Clinical features and management of head and neck castleman disease: a single-center retrospective analysis.

Abstract

Background: Castleman disease, a rare lymphoproliferative disorder with diverse features, is often misdiagnosed due to rarity and similarity to malignancies.

Aims: The study analyzed the clinicopathological characteristics, diagnostic challenges, and outcomes of head and neck Castleman disease (HNCD) to improve diagnostic accuracy and optimize management strategies.

Material and methods: Retrospective study of 21 HNCD patients treated at Beijing Tongren Hospital (2007-2024).

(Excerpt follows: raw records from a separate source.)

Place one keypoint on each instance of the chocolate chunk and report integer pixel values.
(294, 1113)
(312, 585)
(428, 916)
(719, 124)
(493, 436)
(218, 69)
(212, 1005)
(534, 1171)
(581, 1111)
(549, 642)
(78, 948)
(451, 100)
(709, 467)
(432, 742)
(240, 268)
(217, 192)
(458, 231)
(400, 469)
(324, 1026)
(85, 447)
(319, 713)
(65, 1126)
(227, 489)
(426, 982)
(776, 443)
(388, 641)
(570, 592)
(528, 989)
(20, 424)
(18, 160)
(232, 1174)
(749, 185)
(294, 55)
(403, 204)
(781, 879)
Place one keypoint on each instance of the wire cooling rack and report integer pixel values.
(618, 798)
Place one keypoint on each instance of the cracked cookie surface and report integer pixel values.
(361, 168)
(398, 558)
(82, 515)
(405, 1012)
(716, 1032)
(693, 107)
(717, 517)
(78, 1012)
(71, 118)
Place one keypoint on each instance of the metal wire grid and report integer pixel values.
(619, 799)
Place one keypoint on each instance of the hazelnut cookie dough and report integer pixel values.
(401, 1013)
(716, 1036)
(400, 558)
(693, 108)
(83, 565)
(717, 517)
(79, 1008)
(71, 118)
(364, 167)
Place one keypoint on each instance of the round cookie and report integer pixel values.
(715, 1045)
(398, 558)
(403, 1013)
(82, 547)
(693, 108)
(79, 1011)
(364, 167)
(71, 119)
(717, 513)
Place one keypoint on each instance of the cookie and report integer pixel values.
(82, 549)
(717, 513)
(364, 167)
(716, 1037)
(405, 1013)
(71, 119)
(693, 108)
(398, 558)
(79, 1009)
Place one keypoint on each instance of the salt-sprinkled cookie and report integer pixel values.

Demographics, presentation, imaging, histopathology, treatment, and outcomes were analyzed using t-tests, Mann-Whitney U, and Fisher's exact tests.

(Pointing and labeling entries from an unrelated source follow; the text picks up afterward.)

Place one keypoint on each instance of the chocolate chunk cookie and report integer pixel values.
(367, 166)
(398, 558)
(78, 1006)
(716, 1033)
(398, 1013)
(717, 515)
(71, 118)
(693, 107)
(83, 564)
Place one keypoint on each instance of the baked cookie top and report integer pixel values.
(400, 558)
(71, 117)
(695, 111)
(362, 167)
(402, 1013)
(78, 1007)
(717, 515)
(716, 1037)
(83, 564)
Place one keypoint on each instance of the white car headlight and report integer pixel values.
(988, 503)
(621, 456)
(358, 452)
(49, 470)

Results: Mean age 36.1; 52.4% female. Mainly painless cervical masses (95.2%). Histology: 85.7% hyaline vascular, 14.3% plasma cell. Imaging showing non-specific hypoechoic nodules (ultrasound) and homogeneous enhancement (CT/MRI). Surgical excision (85.7%) achieved 76.2% complete remission (mean follow-up: 85.2 months). Tumor size (34.6 ± 15.3 mm) didn't correlate with outcome (p = 0.756). One plasma cell patient (4.8%) died of unrelated causes. No recurrences or malignant transformations were observed.

Conclusions and significance: HNCDs are predominantly unicentric and can be cured with complete surgical resection. Due to the lack of specificity of imaging and laboratory findings, diagnosis relies on histopathology. Collaborations among multiple centers and molecular studies are essential to advancing the precision treatment of HNCD.